In other words, since voltage and work are related, we are saying the net work done must be zero."

I understand that the battery provides the electrons with energy, that they may traverse the circuit; in addition, I understand that when the electrons (which make up the electric current) flow through the resistor collisions between the electrons and the resistor occur, which results in the electrons losing energy, corresponding to the electric potential drop. However, I don't understand why it's necessary that all of the energy is used up as the electrons flow through the circuit, isn't it possible that some (perhaps even all of them) have some remaining energy when they come to the threshold of the positive terminal?

As I attempted to answer this question, I came across this article: http://farside.ph.utexas.edu/teaching/302l/lectures/node59.html

They, too, make a claim that I am unsure of:

"This rule [voltage rule] is also easy to understand...zero net work is done in slowly moving a charge around some closed loop in an electrostatic field."
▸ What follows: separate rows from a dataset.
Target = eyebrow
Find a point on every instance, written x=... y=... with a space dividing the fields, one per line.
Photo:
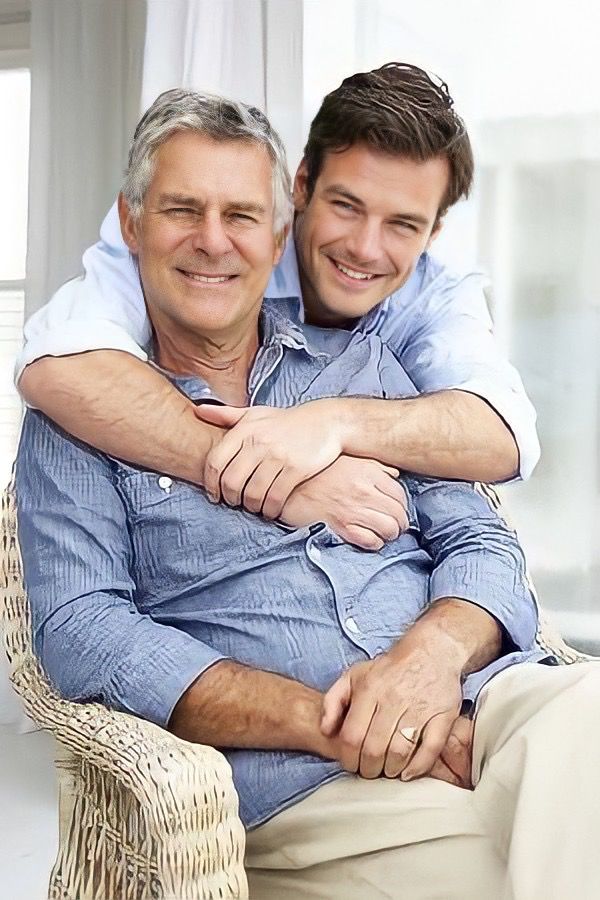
x=185 y=200
x=340 y=191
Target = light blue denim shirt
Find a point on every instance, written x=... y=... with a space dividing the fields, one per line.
x=437 y=325
x=138 y=583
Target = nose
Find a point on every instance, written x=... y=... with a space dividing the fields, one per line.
x=210 y=235
x=364 y=242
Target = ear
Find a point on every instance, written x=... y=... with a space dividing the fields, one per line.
x=300 y=192
x=439 y=224
x=280 y=241
x=129 y=225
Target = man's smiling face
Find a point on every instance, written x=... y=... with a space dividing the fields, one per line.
x=204 y=240
x=361 y=233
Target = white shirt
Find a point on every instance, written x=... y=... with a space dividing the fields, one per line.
x=437 y=324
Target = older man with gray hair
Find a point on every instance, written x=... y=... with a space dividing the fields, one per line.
x=317 y=667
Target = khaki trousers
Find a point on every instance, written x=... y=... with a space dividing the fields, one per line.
x=528 y=831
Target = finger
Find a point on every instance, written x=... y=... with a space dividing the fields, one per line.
x=393 y=489
x=257 y=486
x=217 y=460
x=433 y=739
x=354 y=731
x=443 y=773
x=236 y=475
x=335 y=705
x=457 y=754
x=224 y=416
x=360 y=537
x=383 y=524
x=374 y=750
x=400 y=749
x=277 y=495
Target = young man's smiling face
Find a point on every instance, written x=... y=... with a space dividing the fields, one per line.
x=361 y=233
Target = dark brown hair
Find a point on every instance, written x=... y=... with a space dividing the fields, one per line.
x=397 y=109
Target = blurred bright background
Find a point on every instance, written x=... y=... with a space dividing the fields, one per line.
x=523 y=75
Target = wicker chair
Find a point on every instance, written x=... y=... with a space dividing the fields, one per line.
x=143 y=814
Why is zero net work done?

I'd massively appreciate it if someone could help me resolve these questions.

Thank you for your time.

 

[tiny-tim]

Hello Bashyboy!

However, I don't understand why it's necessary that all of the energy is used up as the electrons flow through the circuit, isn't it possible that some (perhaps even all of them) have some remaining energy when they come to the threshold of the positive terminal?
…
"This rule [voltage rule] is also easy to understand...zero net work is done in slowly moving a charge around some closed loop in an electrostatic field."

Why is zero net work done?

energy is conserved

where do you think the energy goes?

(if, as in your example, it isn't used up, then it's still conserved, isn't it?)
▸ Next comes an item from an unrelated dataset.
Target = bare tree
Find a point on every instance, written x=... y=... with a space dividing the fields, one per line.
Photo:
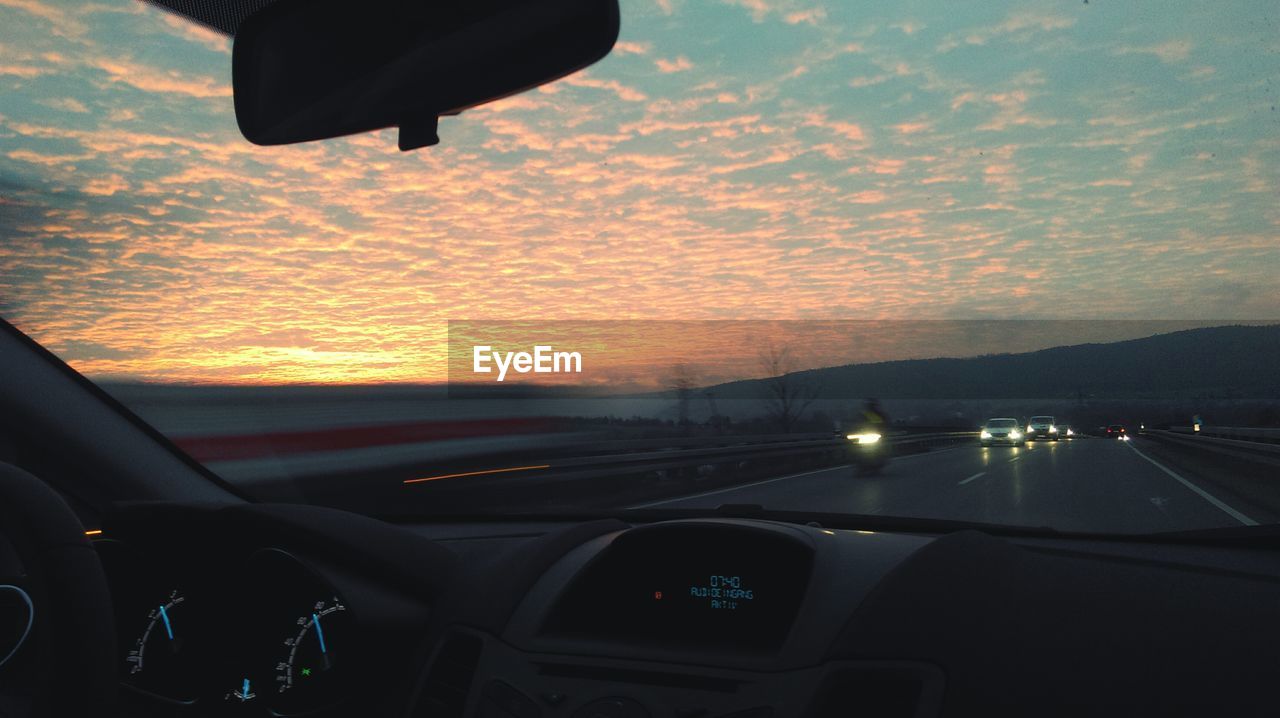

since energy is conserved, that means the electric force is conservative

and voltage = electric potential = potential energy per charge

which by definition of potential energy is:

minus the work done by a conservative force, per charge​

 

[Bashyboy]

Well, doesn't some of the charge go into heating up the resistor?

 

[tiny-tim]

Well, doesn't some of the charge go into heating up the resistor?

Yes, some of the energy goes into heating up the resistor.
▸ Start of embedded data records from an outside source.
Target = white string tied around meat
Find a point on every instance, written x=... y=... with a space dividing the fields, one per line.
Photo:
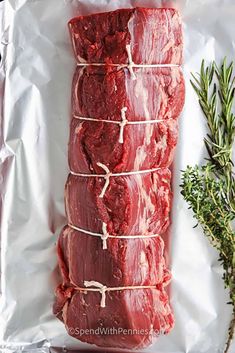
x=131 y=65
x=105 y=235
x=122 y=123
x=102 y=289
x=109 y=174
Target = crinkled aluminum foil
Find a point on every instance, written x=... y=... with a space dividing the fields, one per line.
x=36 y=73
(the charge of course is constant)

The potential drop across the resistor (V = IR) is a measure of the heat …

it tells you where the energy has gone.

The battery puts energy into the loop, the resistors take energy out of the loop, the whole thing balances.

All the energy is accounted for by KVL.​

 

[Bashyboy]

I still don't see how to answer my original problems. For my first question, isn't it possible that an electron is given energy by the battery, it flows through the resistor and loses some energy--but not all of it--, and goes through the entire circuit, coming to the positive terminal with some remaining energy?

 

[stevendaryl]

I still don't see how to answer my original problems. For my first question, isn't it possible that an electron is given energy by the battery, it flows through the resistor and loses some energy--but not all of it--, and goes through the entire circuit, coming to the positive terminal with some remaining energy?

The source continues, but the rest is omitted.